Remember now, these were the Republicans who shout to the skies how they believe government should keep its nose out of the private lives of citizens....unless they don't.

Public opinion was overwhelmingly against the Republicans in the Terri Schiavo matter (she eventually did die). In fact, when Americans were polled they claimed to be horrified that state legislators and governors and congresspeople and presidents would behave in such an arrogant manner. But, hey, this happened ten years ago and life goes on and we forget. Did we hold it against them? No, not in the long run. We voted for them overwhelmingly in the last election...or we didn't vote at all, which is the same thing.

The difference between Terri Schiavo and the Restoration of the Freedom of Religion Act is that poor Terri and her husband didn't have a bunch of big gun defenders, just a few liberal groups and common people.

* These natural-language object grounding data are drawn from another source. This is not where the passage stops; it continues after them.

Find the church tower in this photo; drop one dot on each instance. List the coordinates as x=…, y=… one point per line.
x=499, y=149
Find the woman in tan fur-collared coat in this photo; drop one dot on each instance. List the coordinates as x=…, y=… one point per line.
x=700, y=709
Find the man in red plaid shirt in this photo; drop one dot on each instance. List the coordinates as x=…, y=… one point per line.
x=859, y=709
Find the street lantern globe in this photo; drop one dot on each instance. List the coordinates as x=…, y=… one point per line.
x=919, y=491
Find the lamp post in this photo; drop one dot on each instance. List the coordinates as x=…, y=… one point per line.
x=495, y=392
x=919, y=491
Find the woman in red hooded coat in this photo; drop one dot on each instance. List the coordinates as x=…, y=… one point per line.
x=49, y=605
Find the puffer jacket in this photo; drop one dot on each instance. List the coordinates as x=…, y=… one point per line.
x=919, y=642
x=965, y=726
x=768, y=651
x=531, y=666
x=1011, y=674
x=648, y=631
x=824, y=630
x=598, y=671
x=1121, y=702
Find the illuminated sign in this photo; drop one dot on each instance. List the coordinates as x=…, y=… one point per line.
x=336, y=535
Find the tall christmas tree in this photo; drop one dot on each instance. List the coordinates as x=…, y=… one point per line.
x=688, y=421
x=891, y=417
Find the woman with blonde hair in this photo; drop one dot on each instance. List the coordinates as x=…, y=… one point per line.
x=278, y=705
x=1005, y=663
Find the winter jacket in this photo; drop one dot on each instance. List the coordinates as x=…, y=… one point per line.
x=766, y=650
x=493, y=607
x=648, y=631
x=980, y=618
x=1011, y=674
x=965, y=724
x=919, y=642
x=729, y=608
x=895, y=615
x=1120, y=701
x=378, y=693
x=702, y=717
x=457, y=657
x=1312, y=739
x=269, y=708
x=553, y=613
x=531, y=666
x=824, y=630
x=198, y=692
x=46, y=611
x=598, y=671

No one the Republicans cared anything about.

But business is against the RFRA and that's an entirely different story. Business is the Republican God so when Apple and Eli Lilly and Walmart and Cummins Engine and many, many more, not to mentions sports organizations, (NASCAR expressed its disapproval, for God's sake, and it doesn't get worse than that for conservatives!) The Indianapolis Star featured a front page headline in huge letters that simply said: FIX THIS NOW - and trust me, the Indianapolis Star is not considered part of the liberal "lamestream" media. Our state has already been hit by business boycotts and more are threatened.

So, we are now looking at a clarification amendment, or so the legislature and Governor Pence say. (The governors of both Arkansas and North Carolina have decided to think a little longer about signing their own recently passed Freedom of Religion laws in light of the push back Indiana has received). I don't think that will work. At this point, it is too little, too late. The whole damn this needs to be repealed. Maybe our state Republicans can get some advice from the national party because Washington Republicans definitely have a lot of experience trying to repeal laws.